Mehr als ein plumper Versuch der Imagepflege
Konsumenten ermöglicht sie, Missbilligung gegenüber Inhalten auszudrücken. Für gewöhnlich ist schon beim Aufruf die Anzahl der Bewertungen zu sehen. Das Musikvideo „Baby“ des US-Sängers Justin Bieber, das sieben Jahre lang den Negativrekord hielt, wurde zum Beispiel 2,5 Milliarden mal abgespielt, 17 Millionen mal positiv und 12 Millionen mal negativ beurteilt. Irrelevante Auswüchse einer schnelllebigen Internetkultur?

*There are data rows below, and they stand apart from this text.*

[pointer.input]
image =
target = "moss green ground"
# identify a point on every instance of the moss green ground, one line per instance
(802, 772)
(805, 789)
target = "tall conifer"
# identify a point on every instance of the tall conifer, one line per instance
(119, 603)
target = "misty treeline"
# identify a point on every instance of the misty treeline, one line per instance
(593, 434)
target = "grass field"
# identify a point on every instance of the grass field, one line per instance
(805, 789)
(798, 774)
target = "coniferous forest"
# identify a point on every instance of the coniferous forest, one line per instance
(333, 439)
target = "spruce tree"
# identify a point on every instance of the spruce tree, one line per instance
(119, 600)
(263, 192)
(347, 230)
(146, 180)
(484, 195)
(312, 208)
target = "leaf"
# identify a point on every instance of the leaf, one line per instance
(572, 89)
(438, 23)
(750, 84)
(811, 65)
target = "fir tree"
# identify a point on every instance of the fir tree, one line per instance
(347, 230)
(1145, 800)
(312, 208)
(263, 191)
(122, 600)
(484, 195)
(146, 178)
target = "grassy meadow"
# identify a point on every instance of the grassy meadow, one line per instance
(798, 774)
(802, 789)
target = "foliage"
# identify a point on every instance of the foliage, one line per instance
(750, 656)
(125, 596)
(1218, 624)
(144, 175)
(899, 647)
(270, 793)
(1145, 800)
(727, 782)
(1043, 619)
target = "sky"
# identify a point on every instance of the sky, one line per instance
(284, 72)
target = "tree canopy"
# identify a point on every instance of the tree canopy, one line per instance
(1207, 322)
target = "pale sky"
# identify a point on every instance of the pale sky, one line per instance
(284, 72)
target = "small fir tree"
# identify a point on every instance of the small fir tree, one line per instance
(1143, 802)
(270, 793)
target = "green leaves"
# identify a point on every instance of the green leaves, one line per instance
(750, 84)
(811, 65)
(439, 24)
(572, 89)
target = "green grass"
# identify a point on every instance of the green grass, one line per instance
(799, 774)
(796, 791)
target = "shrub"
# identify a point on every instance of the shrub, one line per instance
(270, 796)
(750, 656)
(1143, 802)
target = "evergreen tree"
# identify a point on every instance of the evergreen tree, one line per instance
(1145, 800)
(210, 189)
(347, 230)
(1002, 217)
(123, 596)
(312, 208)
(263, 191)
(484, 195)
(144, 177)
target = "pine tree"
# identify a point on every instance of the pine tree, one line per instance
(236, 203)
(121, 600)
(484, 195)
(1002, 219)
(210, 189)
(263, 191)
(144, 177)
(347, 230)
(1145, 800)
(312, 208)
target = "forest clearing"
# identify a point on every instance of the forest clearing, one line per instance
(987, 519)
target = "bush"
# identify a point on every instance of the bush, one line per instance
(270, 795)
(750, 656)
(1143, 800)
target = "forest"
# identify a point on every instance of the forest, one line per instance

Die Überlegungen von Youtube dürften mehr sein, als nur ein plumper Versuch der Imagepflege. Vielmehr ist es das sogenannte Review-Bombing, das für die Plattform zunehmend zu einem Problem wird. In konzertierten Aktionen fallen Youtube-Nutzer dabei über einzelne Videos her, die sie oft nicht einmal anschauen. In Zeiten, in denen Youtuber bzw. Webvideoproduzent ein ernstzunehmendes Berufsbild ist, werden mühevoll aufgebaute Existenzen über Nacht zerstört, wenn es ungerechtfertigte „Gefällt mir nicht“-Angaben hagelt.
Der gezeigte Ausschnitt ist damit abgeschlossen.